Bei der Verabschiedung von Siegfried Dietrich entwirft der Eintracht-Chef düstere Szenarien für die Frauen-Bundesliga.

Frankfurt – Es hat bis kurz vor Mitternacht gebraucht, ehe Siegfried Dietrich wirklich realisiert hatte, wer da alles zu seiner offiziellen Verabschiedung in den Profi-Campus von Eintracht Frankfurt gekommen war. Einen größeren Bahnhof hätte es für „Mister Frauenfußball“ gar nicht geben können: Die DFB-Spitze mit Präsident Bernd Neuendorf, Generalsekretärin Heike Ullrich und Vizepräsidentin Celia Sasic, Bundestrainerin Martina Voss-Tecklenburg oder Nia Künzer war gekommen. Der ehemalige Eintracht-Macher Fredi Bobic reiste extra aus Berlin an, und natürlich fehlte – abgesehen von Präsident Peter Fischer – auch die Frankfurter Führungsriege nicht.

Frauen-Bundesliga: Eintracht-Boss Hellmann beklagt „Drei-Klassen-Gesellschaft“

Eintracht-Vorstandssprecher Axel Hellmann nutzte die Gelegenheit, bei der Würdigung von Dietrichs Lebenswerk zugleich den Ist-Zustand der Frauen-Bundesliga kritisch zu hinterfragen: „Wir erleben eine Drei-Klassen-Gesellschaft: Wolfsburg und Bayern ganz oben, dahinter Hoffenheim und wir und dann noch den Rest.“ Für den Interessierten bedeute das einen „Mangel an Spannung“.

Hellmann hörte sich wie einst Heribert Bruchhagen an, als dieser vor „zementierten Verhältnissen“ der Männer-Bundesliga warnte. Nun sprach der 51-Jährige für die oberste Frauen-Spielklasse von einer „Betonierung“, die letztlich die Attraktivität des Produkts“ gefährde. Der Frauenfußball werde sich an seinen verschiedenen Standorten in diesen Strukturen nicht wie gewünscht entwickeln, so die düstere Prognose des interimsmäßig die Deutsche Fußball-Liga (DFL) führenden Eintracht-Funktionärs. Man müsse sich ernsthaft Gedanken machen, ob man nicht einen ‚Salary Cap‘ oder andere Beschränkungen einführe.

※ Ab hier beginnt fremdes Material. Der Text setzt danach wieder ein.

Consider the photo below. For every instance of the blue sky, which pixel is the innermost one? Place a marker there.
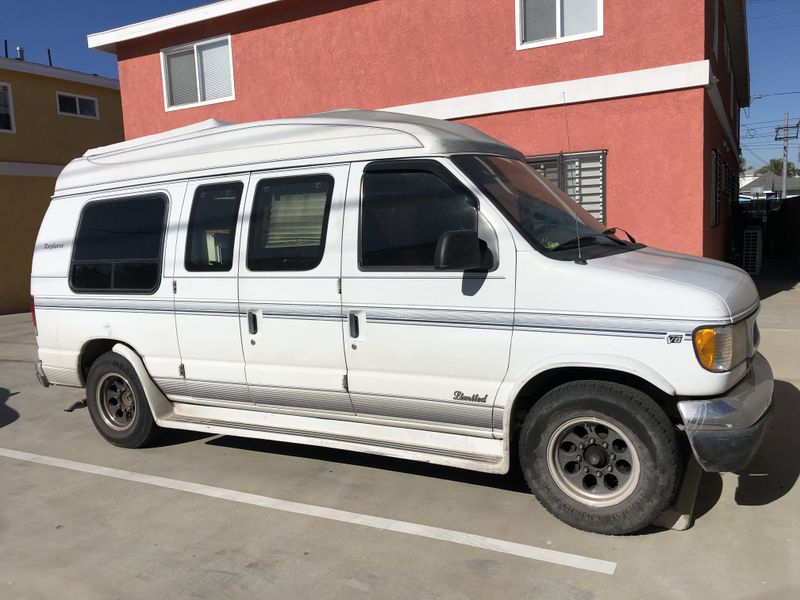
(774, 26)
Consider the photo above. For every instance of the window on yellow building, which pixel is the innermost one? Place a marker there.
(6, 109)
(77, 106)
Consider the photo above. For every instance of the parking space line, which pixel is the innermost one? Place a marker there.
(448, 535)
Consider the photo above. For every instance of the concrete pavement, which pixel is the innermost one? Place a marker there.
(69, 534)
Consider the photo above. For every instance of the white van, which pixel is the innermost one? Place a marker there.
(396, 285)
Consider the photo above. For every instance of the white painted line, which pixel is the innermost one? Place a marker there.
(448, 535)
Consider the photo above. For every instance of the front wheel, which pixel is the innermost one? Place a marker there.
(600, 456)
(117, 403)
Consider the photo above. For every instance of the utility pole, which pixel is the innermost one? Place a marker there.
(784, 134)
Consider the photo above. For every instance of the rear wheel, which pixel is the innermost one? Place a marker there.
(117, 403)
(600, 456)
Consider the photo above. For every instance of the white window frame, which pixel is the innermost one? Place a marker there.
(520, 17)
(716, 28)
(10, 109)
(77, 97)
(193, 46)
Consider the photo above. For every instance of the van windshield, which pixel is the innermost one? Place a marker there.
(550, 220)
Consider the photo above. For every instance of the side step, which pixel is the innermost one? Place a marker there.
(480, 454)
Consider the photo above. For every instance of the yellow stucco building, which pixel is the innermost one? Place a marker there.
(48, 116)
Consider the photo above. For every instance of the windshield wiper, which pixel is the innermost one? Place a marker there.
(612, 230)
(584, 240)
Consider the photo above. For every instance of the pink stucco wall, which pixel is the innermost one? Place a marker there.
(297, 57)
(654, 164)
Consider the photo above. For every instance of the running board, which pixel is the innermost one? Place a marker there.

Dass der sportlich wie wirtschaftlich weit enteilte VfL Wolfsburg und danach der FC Bayern sich seit einem Jahrzehnt alle nationalen Titel aufteilen und auch die einzigen Klubs sind, die ernsthaft in der Champions League eine Rolle spielen, könne so nicht bleiben. „Ich sehe das mit Sorge!“

Frauenfußball: Größere Liga gefordert

Den mahnenden Worten lauschten auch beide Frankfurter Oberbürgermeister-Kandidaten Mike Josef und Uwe Becker, der ehemaliger hessische Ministerpräsident Volker Bouffier oder Peter Beuth, Hessens Minister für Inneres und Sport. Der wegen gesundheitlicher Probleme bereits aus allen Ämtern ausgeschiedene Dietrich wünschte sich bei seiner letzten Rede, dass alle Erstliga-Spielerinnen „Profis werden und von ihren Gehälter gut leben können“.

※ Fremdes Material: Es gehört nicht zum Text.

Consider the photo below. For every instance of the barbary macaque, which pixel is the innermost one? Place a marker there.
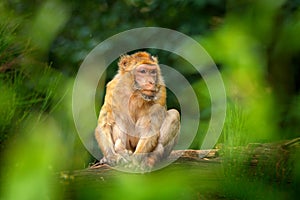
(135, 129)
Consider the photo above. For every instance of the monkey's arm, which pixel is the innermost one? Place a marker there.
(104, 131)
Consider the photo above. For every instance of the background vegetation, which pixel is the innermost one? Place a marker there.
(42, 44)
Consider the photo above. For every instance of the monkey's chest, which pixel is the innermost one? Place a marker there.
(131, 142)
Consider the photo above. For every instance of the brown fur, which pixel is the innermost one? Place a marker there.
(129, 125)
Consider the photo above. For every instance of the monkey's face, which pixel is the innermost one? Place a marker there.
(145, 80)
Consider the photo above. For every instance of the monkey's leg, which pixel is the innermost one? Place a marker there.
(106, 144)
(169, 132)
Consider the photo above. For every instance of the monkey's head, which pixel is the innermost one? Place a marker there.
(145, 71)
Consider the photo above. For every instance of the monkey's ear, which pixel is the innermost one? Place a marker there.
(124, 62)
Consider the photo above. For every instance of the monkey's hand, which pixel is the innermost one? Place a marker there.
(115, 160)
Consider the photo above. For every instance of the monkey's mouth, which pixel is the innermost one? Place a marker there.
(148, 95)
(148, 92)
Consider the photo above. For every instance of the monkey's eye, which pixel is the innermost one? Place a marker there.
(153, 72)
(143, 71)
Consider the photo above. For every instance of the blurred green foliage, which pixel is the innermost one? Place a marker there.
(42, 43)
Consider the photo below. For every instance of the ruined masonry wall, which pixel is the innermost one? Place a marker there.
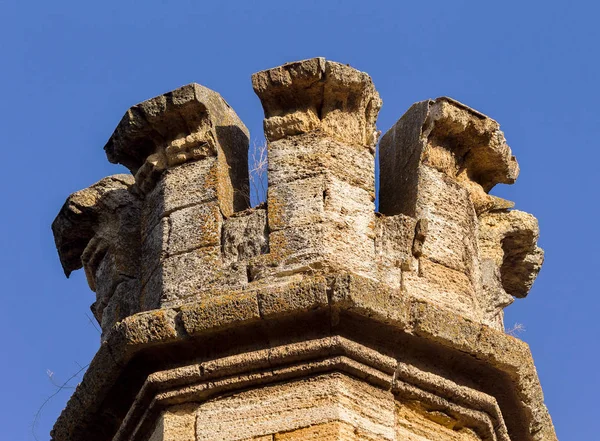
(191, 235)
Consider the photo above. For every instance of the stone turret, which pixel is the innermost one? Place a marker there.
(310, 316)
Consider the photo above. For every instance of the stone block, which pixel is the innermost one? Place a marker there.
(442, 286)
(188, 184)
(312, 154)
(245, 235)
(317, 94)
(284, 408)
(195, 274)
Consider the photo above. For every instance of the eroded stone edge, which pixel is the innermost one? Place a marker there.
(348, 293)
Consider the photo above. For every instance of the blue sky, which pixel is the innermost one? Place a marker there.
(70, 69)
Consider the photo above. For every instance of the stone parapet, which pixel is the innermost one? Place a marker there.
(310, 316)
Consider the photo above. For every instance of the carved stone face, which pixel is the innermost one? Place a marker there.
(98, 229)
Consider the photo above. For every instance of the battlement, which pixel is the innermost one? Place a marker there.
(190, 235)
(310, 316)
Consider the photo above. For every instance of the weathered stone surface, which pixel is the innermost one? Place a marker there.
(451, 138)
(98, 229)
(509, 239)
(317, 94)
(289, 407)
(310, 316)
(245, 235)
(188, 124)
(176, 424)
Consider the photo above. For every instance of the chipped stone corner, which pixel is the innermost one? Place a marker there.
(310, 316)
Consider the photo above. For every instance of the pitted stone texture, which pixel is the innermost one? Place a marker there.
(194, 274)
(320, 123)
(313, 154)
(438, 163)
(178, 331)
(280, 410)
(245, 235)
(189, 184)
(188, 124)
(99, 228)
(176, 424)
(509, 239)
(317, 94)
(451, 138)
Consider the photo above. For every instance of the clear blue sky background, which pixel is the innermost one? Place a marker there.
(70, 69)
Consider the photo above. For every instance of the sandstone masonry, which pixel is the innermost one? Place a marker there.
(310, 316)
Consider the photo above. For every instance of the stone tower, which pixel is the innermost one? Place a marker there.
(311, 316)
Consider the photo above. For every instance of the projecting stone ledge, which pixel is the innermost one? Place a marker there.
(322, 95)
(188, 124)
(336, 330)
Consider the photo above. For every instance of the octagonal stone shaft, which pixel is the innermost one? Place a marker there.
(189, 152)
(320, 126)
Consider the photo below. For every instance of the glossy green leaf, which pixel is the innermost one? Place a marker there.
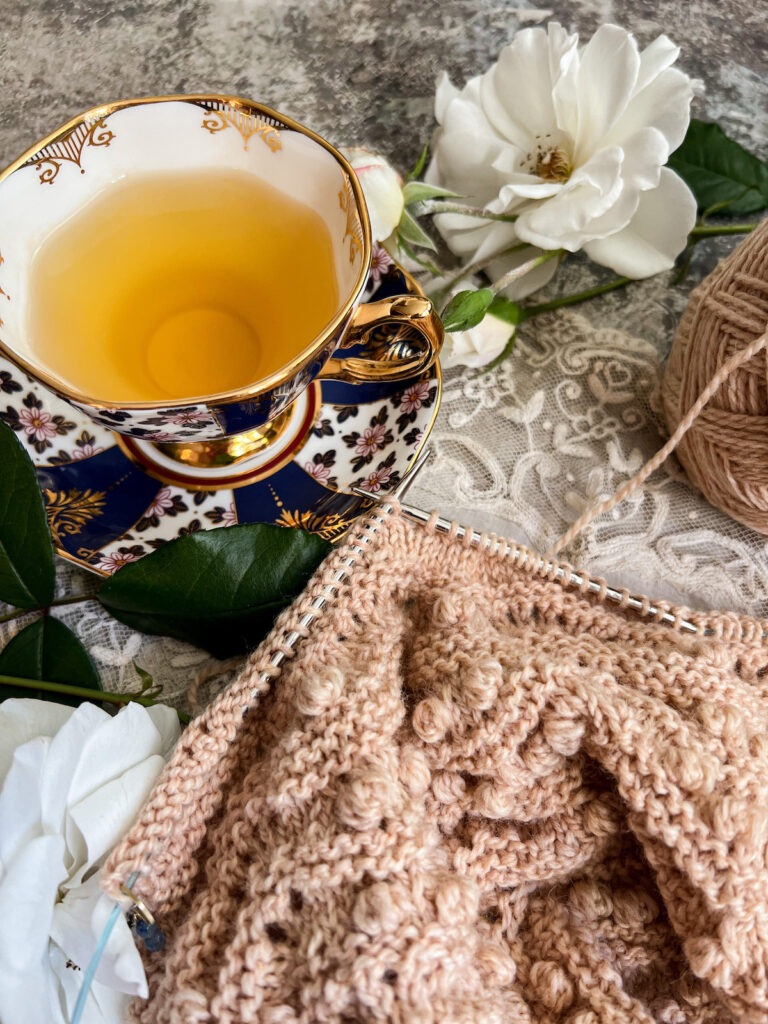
(410, 229)
(27, 572)
(418, 192)
(720, 172)
(419, 166)
(47, 649)
(220, 590)
(507, 310)
(466, 309)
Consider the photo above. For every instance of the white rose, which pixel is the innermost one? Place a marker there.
(571, 141)
(72, 781)
(478, 345)
(382, 187)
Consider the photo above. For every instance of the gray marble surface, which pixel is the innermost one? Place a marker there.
(365, 72)
(357, 72)
(352, 70)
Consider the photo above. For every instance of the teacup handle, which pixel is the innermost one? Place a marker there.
(412, 309)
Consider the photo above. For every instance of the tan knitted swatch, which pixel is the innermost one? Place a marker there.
(470, 796)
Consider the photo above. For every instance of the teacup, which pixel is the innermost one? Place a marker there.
(60, 174)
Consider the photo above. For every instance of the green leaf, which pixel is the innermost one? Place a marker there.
(418, 192)
(47, 649)
(466, 309)
(419, 166)
(720, 171)
(507, 310)
(410, 229)
(426, 263)
(220, 590)
(147, 683)
(27, 571)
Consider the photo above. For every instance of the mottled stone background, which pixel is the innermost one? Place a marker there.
(356, 71)
(352, 70)
(361, 71)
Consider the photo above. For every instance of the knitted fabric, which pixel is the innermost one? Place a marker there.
(470, 796)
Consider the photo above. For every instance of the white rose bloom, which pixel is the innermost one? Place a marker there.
(572, 141)
(72, 781)
(382, 187)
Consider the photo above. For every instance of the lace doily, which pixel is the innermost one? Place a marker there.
(561, 425)
(522, 451)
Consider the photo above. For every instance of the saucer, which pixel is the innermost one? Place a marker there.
(107, 506)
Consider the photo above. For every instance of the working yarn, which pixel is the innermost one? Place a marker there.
(470, 795)
(725, 453)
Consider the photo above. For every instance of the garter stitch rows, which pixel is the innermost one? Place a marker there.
(470, 796)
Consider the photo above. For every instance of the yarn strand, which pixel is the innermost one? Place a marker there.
(723, 373)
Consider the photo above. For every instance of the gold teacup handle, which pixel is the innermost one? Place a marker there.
(412, 309)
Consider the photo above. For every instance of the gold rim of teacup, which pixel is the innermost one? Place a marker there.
(291, 369)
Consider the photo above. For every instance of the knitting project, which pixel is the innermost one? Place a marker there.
(471, 796)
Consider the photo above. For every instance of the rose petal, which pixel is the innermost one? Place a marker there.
(478, 345)
(564, 221)
(382, 187)
(664, 104)
(532, 56)
(66, 751)
(444, 92)
(607, 74)
(656, 56)
(78, 923)
(28, 891)
(531, 282)
(166, 722)
(19, 800)
(104, 816)
(23, 719)
(656, 233)
(118, 744)
(644, 155)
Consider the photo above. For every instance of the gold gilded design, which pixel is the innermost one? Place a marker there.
(3, 293)
(247, 124)
(208, 101)
(330, 527)
(227, 451)
(69, 511)
(70, 148)
(352, 229)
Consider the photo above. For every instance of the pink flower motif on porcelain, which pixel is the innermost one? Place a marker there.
(117, 559)
(317, 470)
(372, 439)
(381, 262)
(37, 423)
(378, 479)
(415, 396)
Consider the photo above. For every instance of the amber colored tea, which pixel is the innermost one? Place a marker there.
(180, 286)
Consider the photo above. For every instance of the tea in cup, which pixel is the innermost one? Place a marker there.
(181, 268)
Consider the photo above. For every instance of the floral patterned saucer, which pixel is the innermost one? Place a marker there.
(105, 510)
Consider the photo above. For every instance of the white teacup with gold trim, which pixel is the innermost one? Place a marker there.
(181, 268)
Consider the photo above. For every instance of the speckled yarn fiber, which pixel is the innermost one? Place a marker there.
(725, 453)
(470, 796)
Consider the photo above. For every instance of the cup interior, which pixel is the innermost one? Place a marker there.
(108, 144)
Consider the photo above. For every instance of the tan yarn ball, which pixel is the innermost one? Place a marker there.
(725, 453)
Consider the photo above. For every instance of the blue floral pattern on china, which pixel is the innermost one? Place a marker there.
(105, 511)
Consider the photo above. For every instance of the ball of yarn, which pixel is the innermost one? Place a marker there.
(725, 453)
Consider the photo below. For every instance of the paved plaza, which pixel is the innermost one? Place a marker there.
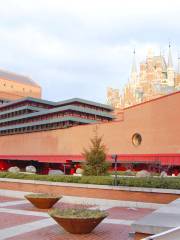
(20, 220)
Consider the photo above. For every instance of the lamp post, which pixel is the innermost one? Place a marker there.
(114, 157)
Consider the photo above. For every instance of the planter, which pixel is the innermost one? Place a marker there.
(42, 201)
(78, 224)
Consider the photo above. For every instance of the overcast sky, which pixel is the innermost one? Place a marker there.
(77, 48)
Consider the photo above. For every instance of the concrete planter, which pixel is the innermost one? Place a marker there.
(42, 201)
(78, 225)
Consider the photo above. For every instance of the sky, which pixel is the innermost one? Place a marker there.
(79, 48)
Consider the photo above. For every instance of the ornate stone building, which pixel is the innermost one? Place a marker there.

Zudem forderte der 65-Jährige ab 2027 „mindestens 16 Teams in der Frauen-Bundesliga“, um die Sichtbarkeit zu steigern. In fünf, sechs Jahren hält der Begründer des 1. FFC Frankfurt eine „schwarze Null“ auch in den Lizenzvereinen für möglich.

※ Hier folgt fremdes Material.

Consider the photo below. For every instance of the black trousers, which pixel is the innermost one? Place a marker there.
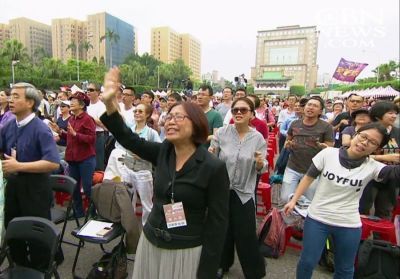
(28, 194)
(242, 234)
(281, 142)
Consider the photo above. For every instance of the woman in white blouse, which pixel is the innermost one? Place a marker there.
(243, 149)
(342, 176)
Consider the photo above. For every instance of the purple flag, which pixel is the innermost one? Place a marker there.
(348, 70)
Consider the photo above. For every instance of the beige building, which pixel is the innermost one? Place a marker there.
(64, 32)
(4, 33)
(285, 56)
(167, 45)
(31, 34)
(97, 26)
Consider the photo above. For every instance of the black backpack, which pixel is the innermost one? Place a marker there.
(378, 259)
(328, 255)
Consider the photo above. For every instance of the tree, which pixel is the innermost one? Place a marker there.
(298, 90)
(110, 36)
(85, 45)
(73, 47)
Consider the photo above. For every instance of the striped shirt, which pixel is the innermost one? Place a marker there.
(239, 158)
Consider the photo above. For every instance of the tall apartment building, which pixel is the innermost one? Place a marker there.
(97, 26)
(4, 33)
(31, 34)
(285, 56)
(167, 45)
(66, 31)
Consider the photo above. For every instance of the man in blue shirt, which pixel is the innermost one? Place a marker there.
(30, 155)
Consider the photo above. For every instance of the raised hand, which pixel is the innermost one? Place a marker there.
(259, 160)
(111, 85)
(71, 130)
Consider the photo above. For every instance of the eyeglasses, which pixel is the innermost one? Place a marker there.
(241, 110)
(203, 94)
(363, 137)
(176, 117)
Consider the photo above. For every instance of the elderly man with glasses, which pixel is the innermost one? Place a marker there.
(354, 102)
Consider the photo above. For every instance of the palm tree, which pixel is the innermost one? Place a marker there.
(86, 46)
(72, 47)
(110, 36)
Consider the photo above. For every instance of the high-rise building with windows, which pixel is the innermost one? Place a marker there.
(168, 45)
(97, 26)
(4, 33)
(67, 31)
(285, 56)
(32, 34)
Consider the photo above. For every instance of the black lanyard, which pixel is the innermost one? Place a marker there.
(172, 187)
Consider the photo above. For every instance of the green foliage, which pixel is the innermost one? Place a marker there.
(141, 71)
(298, 90)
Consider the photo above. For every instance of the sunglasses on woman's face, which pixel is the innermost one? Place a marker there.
(241, 110)
(138, 111)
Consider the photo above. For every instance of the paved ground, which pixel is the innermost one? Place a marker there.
(281, 268)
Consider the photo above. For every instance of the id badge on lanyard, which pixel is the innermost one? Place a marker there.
(174, 211)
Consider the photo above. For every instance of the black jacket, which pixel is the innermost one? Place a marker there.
(202, 185)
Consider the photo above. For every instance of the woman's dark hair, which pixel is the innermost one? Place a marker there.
(380, 108)
(199, 121)
(380, 128)
(176, 96)
(246, 100)
(148, 110)
(256, 100)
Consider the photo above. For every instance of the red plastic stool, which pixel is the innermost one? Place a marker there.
(264, 190)
(396, 210)
(265, 177)
(385, 229)
(270, 159)
(289, 232)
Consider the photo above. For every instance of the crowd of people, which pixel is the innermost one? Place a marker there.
(202, 157)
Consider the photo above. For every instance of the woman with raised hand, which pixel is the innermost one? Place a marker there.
(342, 176)
(243, 149)
(185, 231)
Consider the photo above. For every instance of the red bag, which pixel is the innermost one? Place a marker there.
(97, 177)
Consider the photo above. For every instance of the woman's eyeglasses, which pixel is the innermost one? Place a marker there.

Dazu braucht es aber noch einige Allianzen, gerade zwischen Sponsoren und Medien, mehr. Dietrich beherrschte es, übergreifende Netzwerke zu flechten, um den Frauenfußball in der Gesellschaft verankern. Dass er vor der Fusion mit der Eintracht selbst erhebliches wirtschaftliches Risiko in Kauf nahm, rechnete ihm Hellmann hoch an. Als er dann jenen Mann minutenlang drückte, der sich wie kaum ein anderer um den Frauenfußball verdient gemacht hatte, wirkten die Gäste, darunter auch alle Bundesligaspielerinnen der Eintracht, ziemlich ergriffen.